HW8.rmd

---
title: "Homework 9 "
author: "Tyson Brost"
date: "`r format(Sys.time(), '%B %d, %Y')`"
output:
  html_document:  
    keep_md: true
    toc: false
    toc_float: false
    code_folding: hide
    fig_height: 6
    fig_width: 12
    fig_align: 'center'
    theme: journal
---

```{r, echo=FALSE}
knitr::opts_chunk$set(echo = TRUE, message = FALSE, warning = FALSE)
```

```{r load_libraries, include=FALSE}
# Use this R-Chunk to load all your libraries!
#install.packages("tidyverse") # run this line once in console to get package
library(tidyverse)
library(pander)
library(readxl)
library(tseries)
library(mosaic)


JT <- read_excel("jtrain.xls")
JT$scrap <- case_when( JT$scrap == "." ~ "0" , JT$scrap != "." ~as.character(log(as.numeric(JT$scrap))))
JT$scrap <- as.numeric(JT$scrap)
JT <- JT %>% drop_na(grant)
JT <- JT %>% drop_na(scrap)
JT <- JT %>% select(c(Year, scrap, grant, employees, sales,avsalary, totalhours, totaltrain))

```


## {.tabset .tabset-pills .tabset-fade}

### Problem #1 - 

##### Consider the following simple regression model where scrap is the firm scrap rate and grant is a dummy variable indicating whether a firm received a job training grant.

![ ](hm9.png)

#### What else might contribute to scrap that is not in this current model

The current model literally just includes whether or not a company received a grant for training. the actual amount of training completed, number of employees, number of employees trained, types of training, salaries, work environment and uniion information could also be impactful on this model.
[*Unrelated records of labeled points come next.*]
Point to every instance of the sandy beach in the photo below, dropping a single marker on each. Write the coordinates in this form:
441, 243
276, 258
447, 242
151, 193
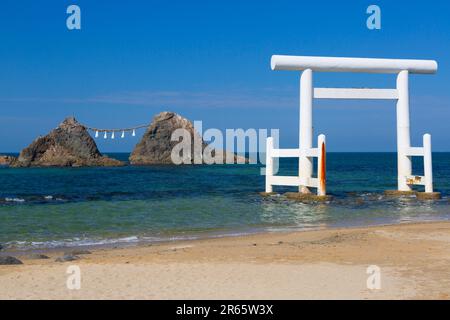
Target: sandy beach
413, 259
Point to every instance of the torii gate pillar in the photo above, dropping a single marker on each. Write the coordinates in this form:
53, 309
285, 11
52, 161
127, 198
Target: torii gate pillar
403, 132
306, 129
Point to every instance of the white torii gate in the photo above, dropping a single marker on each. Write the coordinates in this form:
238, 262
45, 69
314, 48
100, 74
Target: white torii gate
306, 152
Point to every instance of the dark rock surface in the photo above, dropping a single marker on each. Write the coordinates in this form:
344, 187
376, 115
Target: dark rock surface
6, 160
156, 146
38, 256
69, 145
8, 260
67, 257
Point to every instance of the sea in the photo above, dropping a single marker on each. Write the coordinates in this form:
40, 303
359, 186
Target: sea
45, 208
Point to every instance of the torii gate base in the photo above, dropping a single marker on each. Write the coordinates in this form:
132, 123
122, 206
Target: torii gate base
308, 93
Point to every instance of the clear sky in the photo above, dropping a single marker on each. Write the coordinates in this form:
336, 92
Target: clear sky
210, 61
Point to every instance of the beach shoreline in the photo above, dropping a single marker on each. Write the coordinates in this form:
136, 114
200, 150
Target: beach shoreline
413, 259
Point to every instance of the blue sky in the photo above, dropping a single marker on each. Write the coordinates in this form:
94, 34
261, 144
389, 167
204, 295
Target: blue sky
210, 61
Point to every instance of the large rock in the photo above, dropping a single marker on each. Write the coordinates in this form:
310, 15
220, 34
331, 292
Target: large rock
6, 160
69, 145
156, 144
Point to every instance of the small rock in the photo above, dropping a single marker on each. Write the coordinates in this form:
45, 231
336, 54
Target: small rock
67, 257
8, 260
38, 256
77, 252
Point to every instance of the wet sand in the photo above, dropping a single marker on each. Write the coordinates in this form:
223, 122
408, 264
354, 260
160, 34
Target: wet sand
414, 262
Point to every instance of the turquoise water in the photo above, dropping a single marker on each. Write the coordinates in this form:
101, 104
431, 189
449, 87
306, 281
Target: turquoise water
54, 207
####  Estimate the simple regression model using the data in JTRAIN estimate the above model and interpret your findings.

```{r, echo =FALSE}
lm.mult2 <-lm(scrap ~ grant, data=JT)
summary(lm.mult2)
```

We calculate an insignificant variable of grants, with a P-val of 0.5, and an Adj-R^2 of -0.001, based on this model we can't conclude that grants have a significant effect on the scrap rate.

####  Calculate the Jarque-bera test in R studio. You will need to install the ‘tseries’ package to conduct this test.  Interpret your findings of this test

```{r, echo =FALSE}
jarque.bera.test(residuals(lm.mult2))
```

With such a large Test-stat and low P-value we would reject the null Hypo. that the data are normally distributed and state significant evidence of the alternative, that the data (error terms) is not normally distributed.

####  What can be done to the model based upon your results from the Jarque-bera test?

Additional transformations could be performed on the data, if autocorrelation is a worry then lags or leads could be introduced, this would all be with the goal of decreasing the Test-stat to a level that we could fail to reject our null that the data is normally distributed.

### Problem #2

#### Create a summary for each variable and report what this tells you about each variable. Are there any potential outliers for any variable?  If so what should you do? 

```{r}

JT <- filter(JT, JT$employees != ".")
JT <- filter(JT, JT$sales != ".")
JT <- filter(JT, JT$avsalary != ".")
JT <- filter(JT, JT$totalhours != ".")

map(JT, favstats)
```

Based on the above summaries it may be worth looking into the sales and totalhours/totaltrain variables, the former having a significant gap within its quartiles and the later two being heavily skewed. Removal of these outliers could help us better understand a relationship within a smaller portion of the population.

#### If necessary from part a, appropriately clean up the data and then create a lag variable of one period for the sales variable. Run the following regression equation, report and evaluate the results of the regression

```{r}
JT <- filter(JT, JT$sales > 1501877 & JT$sales < 8347242)
JT <- filter(JT, JT$totalhours < 40)
JT <- filter(JT, JT$totaltrain < 20.25)
JT$sales_lag <- lag(JT$sales, n=1)
JT <- JT %>% drop_na()

lm.mult2 <-lm(scrap ~ grant + as.numeric(sales) + as.numeric(sales_lag), data=JT)
summary(lm.mult2)
jarque.bera.test(residuals(lm.mult2))
```


![ ](hm9.2.png)

Grant is now significant at a 0.05% significance level neither sales nor sales lagged are though. Our P-val has been significantly improved but still lacks significance. The JB test is still rejecting the null but the statistics has dropped from 800 to 80 so there was a ten fold movement closer to 0.

#### Are there any problems with this regression equation that you need to test for (think of the statistical diseases). If so report the results of those tests and then explain what method you would need to do to correct for those diseases.

There is also likely autocorrelation between the variables such as number of employee's and many of the other variables running the VIF test to verify and then if needed we would lag some of these variables as well. though it is difficult to do this to some extent and maintain a useful and interpretable dataset.